What began as simple obedience turns into a negotiation, and most of the time, our own flesh wins that argument.

Today, if you hear his voice, don’t harden your hearts.” Hebrews 3:15

Think about when Jesus called his disciples. Matthew just says, “Immediately they left their nets and followed him.” No pros and cons list. No “But what if this ruins our lives?” They didn’t overthink it. No delays, no conditions. They just moved, and their lives were never the same.

Then there’s King Saul. God told him to wipe out the Amalekites completely. And Saul obeyed… well, almost. He kept the best animals and let the king live. Then he told Samuel, “I did what God asked.” Samuel’s reply cuts right to the chase: “Then why do I hear sheep bleating?” (1 Samuel 15:14). Saul didn’t outright rebel. He just delayed, tweaked things, talked himself into a compromise. But partial obedience turned out to be the same as disobedience, and it cost him everything.

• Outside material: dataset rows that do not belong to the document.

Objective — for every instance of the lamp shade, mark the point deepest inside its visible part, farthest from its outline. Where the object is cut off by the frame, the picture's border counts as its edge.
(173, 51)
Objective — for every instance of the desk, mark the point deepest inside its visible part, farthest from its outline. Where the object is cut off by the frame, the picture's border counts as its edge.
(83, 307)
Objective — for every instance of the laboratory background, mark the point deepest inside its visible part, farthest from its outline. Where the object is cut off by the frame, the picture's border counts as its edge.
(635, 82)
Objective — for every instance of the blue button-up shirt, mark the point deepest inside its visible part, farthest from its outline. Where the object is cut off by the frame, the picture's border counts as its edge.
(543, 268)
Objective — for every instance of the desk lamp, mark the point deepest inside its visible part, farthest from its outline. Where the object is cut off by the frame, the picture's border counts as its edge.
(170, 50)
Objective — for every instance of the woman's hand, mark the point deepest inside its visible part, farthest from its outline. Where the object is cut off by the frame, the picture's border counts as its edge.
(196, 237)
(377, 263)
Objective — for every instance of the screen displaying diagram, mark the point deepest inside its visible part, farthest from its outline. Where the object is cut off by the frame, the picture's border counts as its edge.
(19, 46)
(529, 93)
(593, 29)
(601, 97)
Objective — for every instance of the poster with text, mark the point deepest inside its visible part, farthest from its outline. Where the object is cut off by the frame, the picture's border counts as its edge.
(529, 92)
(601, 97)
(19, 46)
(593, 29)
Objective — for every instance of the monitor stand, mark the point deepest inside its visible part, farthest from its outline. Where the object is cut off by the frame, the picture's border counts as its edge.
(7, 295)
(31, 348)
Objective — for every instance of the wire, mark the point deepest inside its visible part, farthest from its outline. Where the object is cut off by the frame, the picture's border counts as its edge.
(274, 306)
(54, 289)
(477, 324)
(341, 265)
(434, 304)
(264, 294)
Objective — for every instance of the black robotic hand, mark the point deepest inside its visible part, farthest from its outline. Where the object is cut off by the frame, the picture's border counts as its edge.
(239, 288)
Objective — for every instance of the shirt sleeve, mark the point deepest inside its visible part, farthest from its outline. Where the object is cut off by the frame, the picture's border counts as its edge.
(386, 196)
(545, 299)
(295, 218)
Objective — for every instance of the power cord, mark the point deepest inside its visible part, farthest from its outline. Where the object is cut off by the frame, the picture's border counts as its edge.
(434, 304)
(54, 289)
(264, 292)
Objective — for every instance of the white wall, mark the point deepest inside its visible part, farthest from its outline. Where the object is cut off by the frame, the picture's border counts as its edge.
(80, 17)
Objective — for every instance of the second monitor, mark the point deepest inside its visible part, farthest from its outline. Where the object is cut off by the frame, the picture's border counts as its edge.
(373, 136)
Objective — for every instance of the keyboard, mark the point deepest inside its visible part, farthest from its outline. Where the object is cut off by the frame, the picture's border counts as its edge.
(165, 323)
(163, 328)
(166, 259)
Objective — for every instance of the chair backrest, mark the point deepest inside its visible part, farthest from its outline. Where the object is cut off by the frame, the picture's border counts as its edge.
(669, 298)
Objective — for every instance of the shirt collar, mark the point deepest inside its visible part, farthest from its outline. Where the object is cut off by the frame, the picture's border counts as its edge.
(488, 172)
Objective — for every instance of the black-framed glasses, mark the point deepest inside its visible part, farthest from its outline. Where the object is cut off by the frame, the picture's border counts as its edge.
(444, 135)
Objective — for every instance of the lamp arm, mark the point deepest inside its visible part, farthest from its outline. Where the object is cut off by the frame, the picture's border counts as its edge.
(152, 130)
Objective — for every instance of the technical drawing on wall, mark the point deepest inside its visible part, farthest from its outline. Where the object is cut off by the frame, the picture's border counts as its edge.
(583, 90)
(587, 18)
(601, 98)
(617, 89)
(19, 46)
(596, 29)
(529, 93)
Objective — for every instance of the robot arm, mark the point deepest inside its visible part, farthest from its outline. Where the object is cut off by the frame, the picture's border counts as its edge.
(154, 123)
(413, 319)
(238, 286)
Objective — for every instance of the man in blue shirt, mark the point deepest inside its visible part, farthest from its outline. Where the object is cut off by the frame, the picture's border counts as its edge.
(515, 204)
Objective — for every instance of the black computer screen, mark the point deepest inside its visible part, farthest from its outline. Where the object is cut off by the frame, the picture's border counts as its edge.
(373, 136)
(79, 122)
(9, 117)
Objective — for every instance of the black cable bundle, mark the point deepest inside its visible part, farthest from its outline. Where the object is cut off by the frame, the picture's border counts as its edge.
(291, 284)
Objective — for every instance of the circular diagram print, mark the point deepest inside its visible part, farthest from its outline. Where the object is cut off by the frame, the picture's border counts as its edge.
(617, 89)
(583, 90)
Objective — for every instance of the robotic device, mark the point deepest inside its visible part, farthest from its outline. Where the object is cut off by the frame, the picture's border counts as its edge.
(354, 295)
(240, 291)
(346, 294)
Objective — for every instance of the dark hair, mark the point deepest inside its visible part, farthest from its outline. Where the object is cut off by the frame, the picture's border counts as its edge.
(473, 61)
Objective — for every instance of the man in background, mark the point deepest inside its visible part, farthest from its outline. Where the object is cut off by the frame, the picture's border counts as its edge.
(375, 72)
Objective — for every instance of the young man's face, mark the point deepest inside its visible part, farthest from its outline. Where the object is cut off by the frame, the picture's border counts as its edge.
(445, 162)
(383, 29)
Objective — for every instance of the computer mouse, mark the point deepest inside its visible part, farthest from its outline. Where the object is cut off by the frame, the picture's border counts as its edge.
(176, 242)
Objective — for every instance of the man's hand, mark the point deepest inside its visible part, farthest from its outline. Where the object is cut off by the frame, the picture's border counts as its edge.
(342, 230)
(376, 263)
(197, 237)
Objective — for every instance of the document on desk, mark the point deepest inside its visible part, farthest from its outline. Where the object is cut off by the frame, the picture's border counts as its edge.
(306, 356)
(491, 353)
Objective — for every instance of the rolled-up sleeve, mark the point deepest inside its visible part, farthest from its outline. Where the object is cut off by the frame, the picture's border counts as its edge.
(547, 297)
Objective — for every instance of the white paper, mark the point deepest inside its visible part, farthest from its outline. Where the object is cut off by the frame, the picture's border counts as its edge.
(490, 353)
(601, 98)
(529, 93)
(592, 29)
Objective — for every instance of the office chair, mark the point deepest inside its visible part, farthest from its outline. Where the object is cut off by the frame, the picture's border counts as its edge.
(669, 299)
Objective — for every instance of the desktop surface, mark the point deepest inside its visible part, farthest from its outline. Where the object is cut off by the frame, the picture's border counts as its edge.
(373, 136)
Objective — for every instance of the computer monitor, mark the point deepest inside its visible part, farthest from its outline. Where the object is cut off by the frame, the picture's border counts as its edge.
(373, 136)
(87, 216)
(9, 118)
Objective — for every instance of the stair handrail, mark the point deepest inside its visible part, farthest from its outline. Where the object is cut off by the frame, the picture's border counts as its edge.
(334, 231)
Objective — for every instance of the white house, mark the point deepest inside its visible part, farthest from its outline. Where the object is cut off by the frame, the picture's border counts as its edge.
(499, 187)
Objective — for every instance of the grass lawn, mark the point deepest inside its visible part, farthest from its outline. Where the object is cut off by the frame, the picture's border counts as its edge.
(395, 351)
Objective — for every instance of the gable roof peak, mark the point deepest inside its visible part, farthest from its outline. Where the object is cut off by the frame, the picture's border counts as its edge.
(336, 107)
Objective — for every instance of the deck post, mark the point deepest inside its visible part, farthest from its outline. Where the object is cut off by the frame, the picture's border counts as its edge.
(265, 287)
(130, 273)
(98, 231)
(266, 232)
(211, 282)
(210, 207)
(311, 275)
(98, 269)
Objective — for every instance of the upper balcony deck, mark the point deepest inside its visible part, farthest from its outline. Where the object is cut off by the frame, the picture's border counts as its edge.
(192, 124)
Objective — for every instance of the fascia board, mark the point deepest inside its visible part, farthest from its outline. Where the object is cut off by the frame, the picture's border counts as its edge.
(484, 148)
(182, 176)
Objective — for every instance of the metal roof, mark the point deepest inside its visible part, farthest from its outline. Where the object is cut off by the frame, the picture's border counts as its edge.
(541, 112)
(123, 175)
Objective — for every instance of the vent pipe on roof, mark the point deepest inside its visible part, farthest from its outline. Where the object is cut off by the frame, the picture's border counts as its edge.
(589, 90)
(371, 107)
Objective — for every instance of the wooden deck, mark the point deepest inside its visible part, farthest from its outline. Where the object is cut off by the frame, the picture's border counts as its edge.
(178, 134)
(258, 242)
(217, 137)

Every time you delay obeying the Spirit, something happens inside you. Paul warns of a conscience that becomes “seared” ; desensitised through repeated overriding (1 Timothy 4:2). The voice does not disappear; you simply train yourself to filter it out.

But the opposite is also true. Every time you obey promptly, your hearing sharpens. Your conscience grows more sensitive. Your trust in God deepens. The flesh loses ground.

My sheep hear my voice, and I know them, and they follow me.John 10:27

Hearing and following belong together. A sheep that consistently ignores the shepherd’s voice will eventually struggle to recognise it at all.

Is there something God has been asking you to do that you have been putting off? What has kept you from doing it?
Where does the flesh most often win the negotiation in your life — fear of people, love of comfort, a need for control?
What would change in your walk with God if you committed to acting on his promptings within the day you receive them?

I tell you it gets better: through a lifetime of small, prompt acts of obedience, walking with the Spirit stops being a series of difficult decisions and becomes a way of life.